As mentioned in the introduction to this lesson, there are three different styles of input that are available to us in SAS. They are:

  • column input, which is the most commonly used style, allows you to read data values that are entered in fixed columns.
  • list input, which allows you to read data by simply listing the variable names in the INPUT statement. At least one space (or character) must occur between each value in the data set.
  • formatted input, which allows you to read numeric data containing special characters, such as dates and dollar amounts.

In this section, we will take a look at two simple examples of column input. In the next lesson, we will spend some time investigating list input and formatted input.

A couple of comments. For the sake of the examples that follow, we'll use the DATALINES statement to read in data. We could have just as easily used the INFILE statement to illustrate each point. Additionally, we'll create temporary data sets rather than permanent ones, even though we could have just as easily created permanent data sets to illustrate each point. Finally, after each SAS DATA step, we'll use the SAS print procedure (PROC PRINT) to print the resulting SAS data set for your perusal.

Column input Section

Column input allows you to read variable values that occupy the same columns within each record. To use column input, list the variable names in the INPUT statement, immediately following each variable name with its corresponding column positions in each of the data lines. (Of course, you'll need to follow each character variable with a dollar sign ($) first.) Column input can be used whenever your raw data are in fixed columns and in standard character or numeric format. Column input reads data values until it reaches the last specified column for the field.
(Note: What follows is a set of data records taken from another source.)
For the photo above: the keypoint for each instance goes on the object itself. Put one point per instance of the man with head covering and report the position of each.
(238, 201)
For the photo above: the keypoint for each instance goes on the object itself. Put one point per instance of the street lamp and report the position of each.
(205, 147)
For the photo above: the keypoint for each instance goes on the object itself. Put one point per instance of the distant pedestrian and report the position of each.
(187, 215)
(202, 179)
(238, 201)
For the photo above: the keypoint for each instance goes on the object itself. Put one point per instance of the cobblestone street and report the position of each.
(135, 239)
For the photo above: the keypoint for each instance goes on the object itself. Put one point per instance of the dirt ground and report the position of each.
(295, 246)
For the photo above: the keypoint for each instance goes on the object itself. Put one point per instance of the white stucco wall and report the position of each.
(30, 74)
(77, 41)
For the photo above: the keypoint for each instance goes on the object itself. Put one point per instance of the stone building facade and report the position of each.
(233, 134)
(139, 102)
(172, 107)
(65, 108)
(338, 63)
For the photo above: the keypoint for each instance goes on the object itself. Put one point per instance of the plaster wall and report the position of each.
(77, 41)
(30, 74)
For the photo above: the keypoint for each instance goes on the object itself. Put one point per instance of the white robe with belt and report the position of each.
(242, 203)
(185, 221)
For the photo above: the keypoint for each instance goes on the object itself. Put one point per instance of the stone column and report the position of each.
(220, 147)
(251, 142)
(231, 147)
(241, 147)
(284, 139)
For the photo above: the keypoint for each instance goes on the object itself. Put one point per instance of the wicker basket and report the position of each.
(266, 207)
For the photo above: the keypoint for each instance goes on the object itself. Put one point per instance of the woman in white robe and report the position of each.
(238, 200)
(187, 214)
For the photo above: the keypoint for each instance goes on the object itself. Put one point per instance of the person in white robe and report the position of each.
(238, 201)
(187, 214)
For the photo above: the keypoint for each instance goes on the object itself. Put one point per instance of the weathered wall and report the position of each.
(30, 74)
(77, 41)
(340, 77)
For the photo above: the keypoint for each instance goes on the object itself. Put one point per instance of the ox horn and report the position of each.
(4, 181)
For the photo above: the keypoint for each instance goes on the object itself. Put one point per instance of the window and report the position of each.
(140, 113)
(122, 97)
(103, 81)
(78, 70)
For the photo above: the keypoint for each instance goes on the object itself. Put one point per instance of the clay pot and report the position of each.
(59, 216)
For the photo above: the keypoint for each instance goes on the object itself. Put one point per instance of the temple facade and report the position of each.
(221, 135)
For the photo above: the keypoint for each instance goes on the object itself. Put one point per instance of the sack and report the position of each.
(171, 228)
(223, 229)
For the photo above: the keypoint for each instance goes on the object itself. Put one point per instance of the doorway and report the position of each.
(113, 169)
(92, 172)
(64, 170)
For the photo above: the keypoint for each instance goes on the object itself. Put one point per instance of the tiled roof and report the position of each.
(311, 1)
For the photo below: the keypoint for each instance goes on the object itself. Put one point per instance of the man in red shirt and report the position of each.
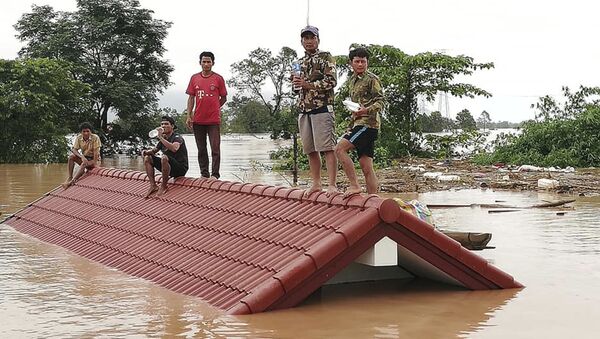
(207, 93)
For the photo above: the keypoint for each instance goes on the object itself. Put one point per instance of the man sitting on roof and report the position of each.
(89, 144)
(173, 161)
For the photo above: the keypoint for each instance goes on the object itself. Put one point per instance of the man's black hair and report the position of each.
(208, 54)
(85, 125)
(359, 52)
(169, 119)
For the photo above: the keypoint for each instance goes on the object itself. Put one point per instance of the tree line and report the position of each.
(107, 57)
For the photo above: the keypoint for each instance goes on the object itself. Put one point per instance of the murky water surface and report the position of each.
(47, 292)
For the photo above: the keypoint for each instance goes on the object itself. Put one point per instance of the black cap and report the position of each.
(169, 119)
(310, 29)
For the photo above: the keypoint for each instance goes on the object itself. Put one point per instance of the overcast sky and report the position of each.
(536, 46)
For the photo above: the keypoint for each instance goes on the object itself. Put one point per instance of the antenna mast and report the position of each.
(307, 12)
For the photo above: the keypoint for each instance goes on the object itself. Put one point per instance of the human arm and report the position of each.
(171, 146)
(222, 92)
(328, 80)
(190, 110)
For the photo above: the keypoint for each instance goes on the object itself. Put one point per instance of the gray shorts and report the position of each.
(317, 132)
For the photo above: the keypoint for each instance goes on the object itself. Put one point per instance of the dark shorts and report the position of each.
(177, 168)
(363, 138)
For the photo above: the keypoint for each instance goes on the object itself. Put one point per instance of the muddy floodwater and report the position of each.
(46, 291)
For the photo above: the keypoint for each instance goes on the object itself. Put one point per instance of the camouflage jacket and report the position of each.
(318, 69)
(366, 90)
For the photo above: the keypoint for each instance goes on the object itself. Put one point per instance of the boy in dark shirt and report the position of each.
(174, 160)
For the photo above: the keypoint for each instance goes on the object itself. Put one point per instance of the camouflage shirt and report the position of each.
(318, 69)
(366, 90)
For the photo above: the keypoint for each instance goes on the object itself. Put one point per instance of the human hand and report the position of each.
(189, 123)
(361, 112)
(299, 82)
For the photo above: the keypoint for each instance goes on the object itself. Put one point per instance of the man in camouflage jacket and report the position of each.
(316, 121)
(365, 90)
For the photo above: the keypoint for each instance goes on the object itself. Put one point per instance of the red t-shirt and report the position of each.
(207, 91)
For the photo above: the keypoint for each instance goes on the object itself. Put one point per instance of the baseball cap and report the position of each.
(169, 119)
(309, 29)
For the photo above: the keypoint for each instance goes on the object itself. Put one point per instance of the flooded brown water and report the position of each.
(46, 291)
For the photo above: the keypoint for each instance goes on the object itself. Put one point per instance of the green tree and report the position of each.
(248, 115)
(260, 72)
(435, 122)
(37, 99)
(406, 78)
(465, 121)
(115, 46)
(575, 103)
(484, 120)
(563, 135)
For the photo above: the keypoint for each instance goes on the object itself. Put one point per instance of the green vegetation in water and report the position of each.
(562, 135)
The important points to note about column input are:

  • When using column input, you are not required to indicate missing values with a placeholder, such as a period. That is, missing values can be left as blank.
  • Column input uses the columns specified to determine the length of character variables, thereby allowing the character values to exceed the default 8 characters and to have embedded spaces.
  • Column input allows fields to be skipped altogether or to be read in any order.
  • Column input allows only part of a value to be read and allows values to be re-read.
  • Spaces are not required between the data values.

Example 2.5 Section

The following SAS program illustrates the simplest example of column input.

DATA temp;
  input subj 1-4 name $ 6-23 gender 25 height 27-28 weight 30-32;
  CARDS;
1024 Alice Smith        1 65 125
1167 Maryann White      1 68 140
1168 Thomas Jones       2 68 190
1201 Benedictine Arnold 2 68 190
1302 Felicia Ho         1 63 115
  ;
RUN;


PROC PRINT data=temp;
  title 'Output dataset: TEMP';
RUN;
Output dataset: TEMP
Obs subj name gender height weight
1 1024 Alice Smith 1 65 125
2 1167 Maryann White 1 68 140
3 1168 Thomas Jones 2 68 190
4 1201 Benedictine Arnold 2 68 190
5 1302 Felicia Ho 1 63 115

First, inspect the SAS code to make sure you understand how to set up the INPUT statement for column input.
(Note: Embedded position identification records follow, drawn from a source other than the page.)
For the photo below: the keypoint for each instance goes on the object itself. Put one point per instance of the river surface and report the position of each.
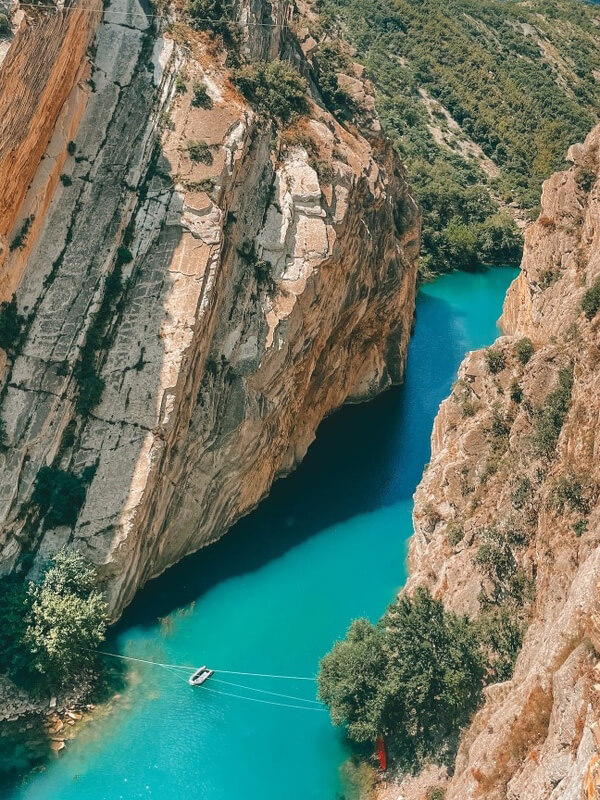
(327, 546)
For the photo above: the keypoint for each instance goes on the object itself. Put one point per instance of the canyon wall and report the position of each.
(189, 316)
(508, 508)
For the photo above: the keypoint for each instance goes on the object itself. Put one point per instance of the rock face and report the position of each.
(190, 321)
(502, 460)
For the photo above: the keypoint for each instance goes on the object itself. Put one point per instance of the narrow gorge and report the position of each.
(507, 513)
(196, 285)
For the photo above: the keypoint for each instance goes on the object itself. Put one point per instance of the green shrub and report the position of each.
(590, 302)
(19, 240)
(524, 349)
(501, 634)
(495, 359)
(550, 417)
(275, 89)
(522, 493)
(416, 677)
(11, 327)
(329, 60)
(455, 533)
(516, 392)
(585, 178)
(200, 96)
(207, 15)
(199, 151)
(570, 491)
(436, 793)
(48, 632)
(59, 495)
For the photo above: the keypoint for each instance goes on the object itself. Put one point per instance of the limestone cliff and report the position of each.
(197, 292)
(515, 467)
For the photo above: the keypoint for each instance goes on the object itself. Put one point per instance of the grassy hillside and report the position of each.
(482, 98)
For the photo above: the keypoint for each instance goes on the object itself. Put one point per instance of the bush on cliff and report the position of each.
(275, 89)
(415, 677)
(590, 302)
(48, 631)
(551, 415)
Then, launch and run the SAS program.

Finally, review the output (click on  from the print procedure to convince yourself that the data are read in properly.

Example 2.6 Section

The following SAS program illustrates some of the key features of column input:

DATA temp;
  input init $ 6 f_name $ 6-16 l_name $ 18-23
        weight 30-32 height 27-28;
  CARDS;
1024 Alice       Smith  1 65 125
1167 Maryann     White  1 68 140
1168 Thomas      Jones  2    190
1201 Benedictine Arnold 2 68 190
1302 Felicia     Ho     1 63 115
  ;
RUN;


PROC PRINT data=temp;
  title 'Output dataset: TEMP';
RUN;
Output dataset: TEMP
Obs init f_name l_name weight height
1 A Alice Smith 125 65
2 M Maryann White 140 68
3 T Thomas Jones 190 .
4 B Benedictine Arnold 190 68
5 F Felicia Ho 115 63

First, inspect the SAS code so that you can become familiar with some of the features of column input. Then, launch and run the SAS program.

Review the output (click on ) from the print procedure to convince yourself that the data are read in properly. Note that the position of the variables within the temporary data set temp corresponds to the order in which the variables appear in the input statement, not the order in which the variables appear in the data set.